Some 50 people have been tossed out of the group in recent weeks and leaders loyal to Jeffs have halted all church meetings until the "lifting up," or end of the world, said Wallace Jeffs, a brother to the leader who was himself cast out last year.

Warren just considers that a great honor to be able to go to meetings. It’s just a way to punish the people," he said. Those excommunicated in recent weeks were accused of "the murder of unborn children" for using birth control to circumvent the sex ban, even though many are older, and at least one man is over 80, Wallace Jeffs said.

Warren Jeffs often uses the "unborn children" phrase in the "revelations from God" that he writes from a Texas prison and has his followers send to government officials and librarians all over the country.

The recently excommunicated include high-profile leaders like Vaughan Taylor, the man who used to sign those revelations, and high-ranking sect members at the group’s Yearning for Zion Ranch near Eldorado, Texas. In the Fundamentalist Church of Jesus Christ of Latter-Day Saints, excommunication generally means that members are told to leave their homes and their families and not return, though some are eventually allowed back after "repenting from afar." Their wives and children can be assigned to other men.

Also among the rejected are the group’s midwives, along with the community’s dentist and doctor in the twin border towns of Hildale, Utah, and Colorado City, Ariz., said Willie Jessop, a former spokesman for the sect who broke with Jeffs and now supports a rival prophet.

"Five women, all very, very high-profile, wonderful people, were asked to remove themselves from associating with the people of the community," Jessop said.

The lack of local medical care leaves residents in a potentially dangerous situation — most of all those who get pregnant. There haven’t been any marriages in the community since Warren Jeffs was first arrested in 2006, and last year he banned even spouses from having sex. But encounters still happen, Jessop said, and when women do get pregnant, couples feel extreme pressure to keep the child a secret.

"They cover up the medical health of the wife, don’t get prenatal care," he said. "At the end, it’s the women and children and the most innocent who are the most vulnerable and pay the ultimate price of abuse."

Meanwhile, the U.S. Department of Justice last week filed a major civil rights lawsuit accusing the FLDS-dominated police and utility companies in Colorado City and Hildale of religious bias against non-members of the sect. Attorneys for the towns say the accusations are unfounded.
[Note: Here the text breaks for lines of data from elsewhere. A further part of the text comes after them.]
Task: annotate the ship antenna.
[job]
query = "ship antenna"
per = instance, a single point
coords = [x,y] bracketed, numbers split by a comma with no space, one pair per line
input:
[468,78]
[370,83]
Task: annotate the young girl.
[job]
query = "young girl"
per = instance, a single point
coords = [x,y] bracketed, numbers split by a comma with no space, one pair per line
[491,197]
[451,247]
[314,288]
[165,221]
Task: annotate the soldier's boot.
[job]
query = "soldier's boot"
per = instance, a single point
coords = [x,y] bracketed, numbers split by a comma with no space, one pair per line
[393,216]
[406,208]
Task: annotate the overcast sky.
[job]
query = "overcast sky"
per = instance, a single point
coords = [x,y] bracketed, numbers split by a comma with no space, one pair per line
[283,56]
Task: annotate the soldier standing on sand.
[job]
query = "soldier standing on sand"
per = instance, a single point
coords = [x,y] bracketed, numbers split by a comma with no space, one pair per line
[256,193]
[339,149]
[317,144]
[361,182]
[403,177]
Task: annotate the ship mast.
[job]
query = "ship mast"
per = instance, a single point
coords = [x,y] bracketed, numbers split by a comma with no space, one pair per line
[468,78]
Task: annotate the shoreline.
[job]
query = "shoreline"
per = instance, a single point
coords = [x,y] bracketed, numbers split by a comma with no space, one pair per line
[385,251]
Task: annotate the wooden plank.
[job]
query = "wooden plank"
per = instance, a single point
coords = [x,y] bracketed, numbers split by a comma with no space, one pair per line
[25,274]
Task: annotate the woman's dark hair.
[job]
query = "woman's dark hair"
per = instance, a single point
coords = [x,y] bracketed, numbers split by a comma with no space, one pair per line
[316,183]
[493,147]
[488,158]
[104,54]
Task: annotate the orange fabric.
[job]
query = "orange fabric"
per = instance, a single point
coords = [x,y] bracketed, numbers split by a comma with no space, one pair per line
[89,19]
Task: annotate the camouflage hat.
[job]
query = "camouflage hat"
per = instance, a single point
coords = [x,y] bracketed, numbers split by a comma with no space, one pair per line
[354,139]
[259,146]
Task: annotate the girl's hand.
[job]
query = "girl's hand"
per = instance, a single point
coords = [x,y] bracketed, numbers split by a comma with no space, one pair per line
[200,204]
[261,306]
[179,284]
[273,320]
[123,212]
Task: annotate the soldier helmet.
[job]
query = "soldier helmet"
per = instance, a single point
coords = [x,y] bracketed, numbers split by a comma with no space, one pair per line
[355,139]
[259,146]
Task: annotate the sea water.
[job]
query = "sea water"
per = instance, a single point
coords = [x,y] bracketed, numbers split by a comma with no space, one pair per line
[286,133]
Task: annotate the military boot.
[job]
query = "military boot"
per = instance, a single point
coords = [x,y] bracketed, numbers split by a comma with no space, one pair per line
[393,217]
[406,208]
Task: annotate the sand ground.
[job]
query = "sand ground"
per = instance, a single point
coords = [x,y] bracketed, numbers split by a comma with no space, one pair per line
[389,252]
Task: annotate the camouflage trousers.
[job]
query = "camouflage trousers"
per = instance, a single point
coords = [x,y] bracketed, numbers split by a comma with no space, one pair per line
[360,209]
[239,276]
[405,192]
Carolyn Jessop, who chronicled her 2003 departure from the group in the best-selling book Escape, speculated the lawsuit could end with town leaders working with federal authorities — or it could be a drawn-out court battle.

"I would like to believe this lawsuit would lead to some progress, but I’ve seen so much come and go around this issue that I’m skeptical," Carolyn Jessop said. The lawsuit doesn’t contain criminal charges, but is sweeping in its language, accusing municipal authorities of "operating as an arm of the FLDS" for at least 20 years.
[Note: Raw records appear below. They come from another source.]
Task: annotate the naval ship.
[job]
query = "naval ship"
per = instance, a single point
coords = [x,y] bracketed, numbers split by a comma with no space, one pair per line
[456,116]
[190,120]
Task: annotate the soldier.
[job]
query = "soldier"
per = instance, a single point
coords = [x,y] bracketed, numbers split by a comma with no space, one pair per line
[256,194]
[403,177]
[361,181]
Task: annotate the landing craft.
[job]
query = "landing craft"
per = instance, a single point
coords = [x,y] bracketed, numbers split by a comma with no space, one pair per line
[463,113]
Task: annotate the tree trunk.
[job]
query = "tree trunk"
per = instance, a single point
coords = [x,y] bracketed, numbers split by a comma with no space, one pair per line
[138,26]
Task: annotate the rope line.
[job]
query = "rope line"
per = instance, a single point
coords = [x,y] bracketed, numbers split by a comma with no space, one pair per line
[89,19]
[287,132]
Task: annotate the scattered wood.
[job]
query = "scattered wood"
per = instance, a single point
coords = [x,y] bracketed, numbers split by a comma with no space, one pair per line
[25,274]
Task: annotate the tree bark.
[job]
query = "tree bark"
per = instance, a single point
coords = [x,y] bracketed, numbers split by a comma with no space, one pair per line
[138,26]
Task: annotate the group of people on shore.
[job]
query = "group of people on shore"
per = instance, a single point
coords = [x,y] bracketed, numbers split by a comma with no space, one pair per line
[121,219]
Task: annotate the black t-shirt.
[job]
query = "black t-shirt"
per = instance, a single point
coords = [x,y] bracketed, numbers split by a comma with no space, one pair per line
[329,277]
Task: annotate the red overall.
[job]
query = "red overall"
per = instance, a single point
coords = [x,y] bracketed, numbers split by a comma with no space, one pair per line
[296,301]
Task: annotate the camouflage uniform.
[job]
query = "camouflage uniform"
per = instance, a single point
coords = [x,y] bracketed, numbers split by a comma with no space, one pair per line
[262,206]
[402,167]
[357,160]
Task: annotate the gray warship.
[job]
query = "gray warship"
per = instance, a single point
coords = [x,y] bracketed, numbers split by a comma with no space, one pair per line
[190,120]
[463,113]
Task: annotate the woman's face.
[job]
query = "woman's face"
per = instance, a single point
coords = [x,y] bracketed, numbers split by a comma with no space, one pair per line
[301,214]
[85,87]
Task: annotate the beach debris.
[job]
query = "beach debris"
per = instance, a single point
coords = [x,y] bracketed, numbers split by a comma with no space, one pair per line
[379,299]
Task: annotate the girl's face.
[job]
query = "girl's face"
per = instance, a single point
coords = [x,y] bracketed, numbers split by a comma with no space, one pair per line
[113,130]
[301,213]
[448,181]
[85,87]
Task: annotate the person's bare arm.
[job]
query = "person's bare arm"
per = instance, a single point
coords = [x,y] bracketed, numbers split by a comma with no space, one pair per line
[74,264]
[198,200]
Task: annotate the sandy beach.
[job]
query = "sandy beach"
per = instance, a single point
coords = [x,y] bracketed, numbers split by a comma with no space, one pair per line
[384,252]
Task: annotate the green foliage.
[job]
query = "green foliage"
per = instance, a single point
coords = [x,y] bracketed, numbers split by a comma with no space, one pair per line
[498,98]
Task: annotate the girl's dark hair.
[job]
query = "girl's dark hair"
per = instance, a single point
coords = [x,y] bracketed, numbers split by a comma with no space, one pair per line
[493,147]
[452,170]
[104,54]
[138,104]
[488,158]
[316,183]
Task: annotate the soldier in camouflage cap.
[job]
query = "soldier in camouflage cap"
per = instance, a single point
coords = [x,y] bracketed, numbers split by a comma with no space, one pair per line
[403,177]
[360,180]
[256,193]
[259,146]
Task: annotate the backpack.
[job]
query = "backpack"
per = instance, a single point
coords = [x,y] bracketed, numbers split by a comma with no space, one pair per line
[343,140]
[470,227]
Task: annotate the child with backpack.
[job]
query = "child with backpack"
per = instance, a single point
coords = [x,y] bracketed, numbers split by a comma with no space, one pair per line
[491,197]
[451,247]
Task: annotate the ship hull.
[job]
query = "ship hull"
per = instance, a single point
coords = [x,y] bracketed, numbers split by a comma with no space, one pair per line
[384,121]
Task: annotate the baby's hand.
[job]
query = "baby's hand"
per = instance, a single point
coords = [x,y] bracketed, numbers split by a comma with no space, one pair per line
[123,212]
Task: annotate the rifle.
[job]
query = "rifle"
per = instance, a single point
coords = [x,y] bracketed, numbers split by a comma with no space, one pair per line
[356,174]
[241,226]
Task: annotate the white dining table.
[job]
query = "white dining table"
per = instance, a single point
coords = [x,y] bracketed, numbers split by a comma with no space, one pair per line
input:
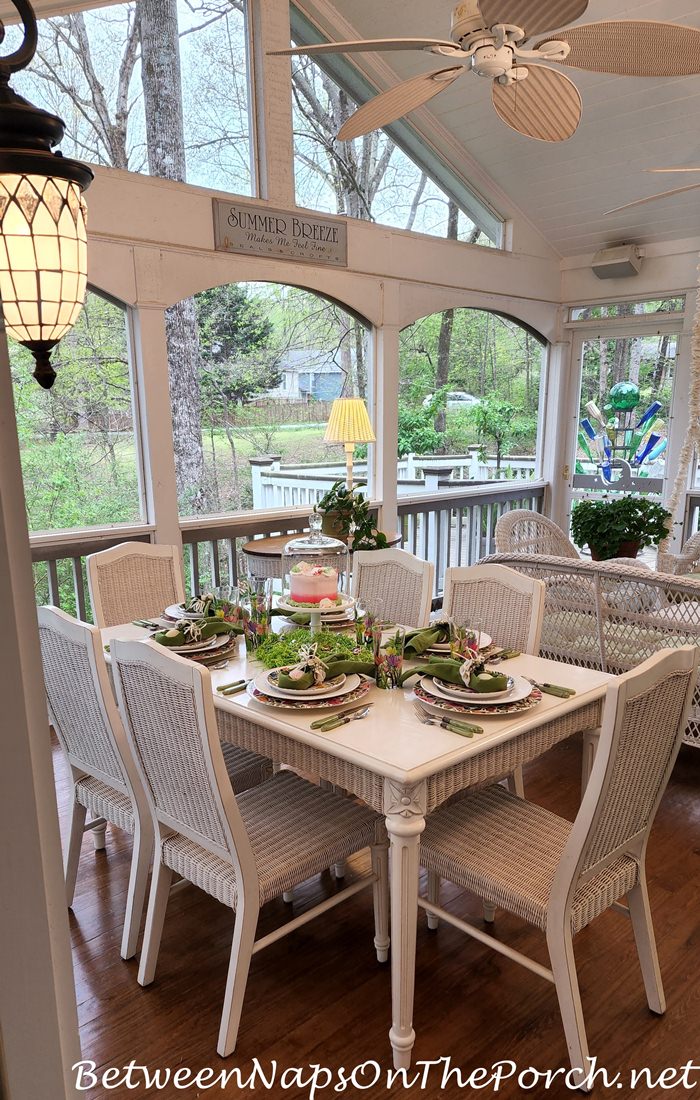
[405,769]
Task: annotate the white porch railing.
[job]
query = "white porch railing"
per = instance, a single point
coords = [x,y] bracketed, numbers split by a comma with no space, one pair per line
[452,526]
[286,485]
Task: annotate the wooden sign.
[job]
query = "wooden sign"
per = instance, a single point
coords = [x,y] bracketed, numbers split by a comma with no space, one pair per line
[260,231]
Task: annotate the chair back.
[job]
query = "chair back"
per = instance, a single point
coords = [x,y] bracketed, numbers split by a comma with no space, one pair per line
[167,710]
[507,604]
[401,580]
[80,702]
[524,531]
[644,721]
[133,580]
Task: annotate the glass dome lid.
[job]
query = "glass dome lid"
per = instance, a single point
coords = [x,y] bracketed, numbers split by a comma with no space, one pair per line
[316,545]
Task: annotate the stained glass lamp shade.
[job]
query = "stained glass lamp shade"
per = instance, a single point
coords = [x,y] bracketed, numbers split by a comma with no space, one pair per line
[43,238]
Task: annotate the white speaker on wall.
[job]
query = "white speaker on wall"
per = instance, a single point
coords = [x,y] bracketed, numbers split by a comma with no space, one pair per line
[621,262]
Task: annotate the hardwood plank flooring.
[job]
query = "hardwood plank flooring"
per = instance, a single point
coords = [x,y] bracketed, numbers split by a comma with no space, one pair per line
[318,996]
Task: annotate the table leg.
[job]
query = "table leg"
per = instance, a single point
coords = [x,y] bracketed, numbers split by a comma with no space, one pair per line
[591,738]
[405,806]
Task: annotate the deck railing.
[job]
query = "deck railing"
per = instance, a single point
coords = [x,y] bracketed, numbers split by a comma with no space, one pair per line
[452,526]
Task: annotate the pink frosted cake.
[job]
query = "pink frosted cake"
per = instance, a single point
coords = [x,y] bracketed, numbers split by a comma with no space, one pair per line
[310,584]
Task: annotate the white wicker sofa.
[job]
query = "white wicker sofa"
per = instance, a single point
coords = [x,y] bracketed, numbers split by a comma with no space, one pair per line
[611,616]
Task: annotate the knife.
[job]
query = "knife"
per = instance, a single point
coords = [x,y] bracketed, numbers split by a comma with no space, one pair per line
[331,717]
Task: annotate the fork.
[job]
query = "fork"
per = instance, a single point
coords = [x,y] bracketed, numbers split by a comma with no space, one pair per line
[455,725]
[332,723]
"That’s going to be really difficult to make stick," she said.

The Colorado City fire chief and town manager were already facing public corruption charges in Arizona alleging they mishandled fire district money.

"It’s a social disaster down there, a dire set of conditions," she said.

An FLDS elder listed on the "revelations" and an attorney for the sect could not be reached for comment.

Jeffs, 56, is serving a life prison sentence in Texas for sexually assaulting two girls, ages 12 and 15, whom he took as polygamous wives. He has previously been punished for preaching to his flock over the phone, but remains able to communicate through weekend visits and letters.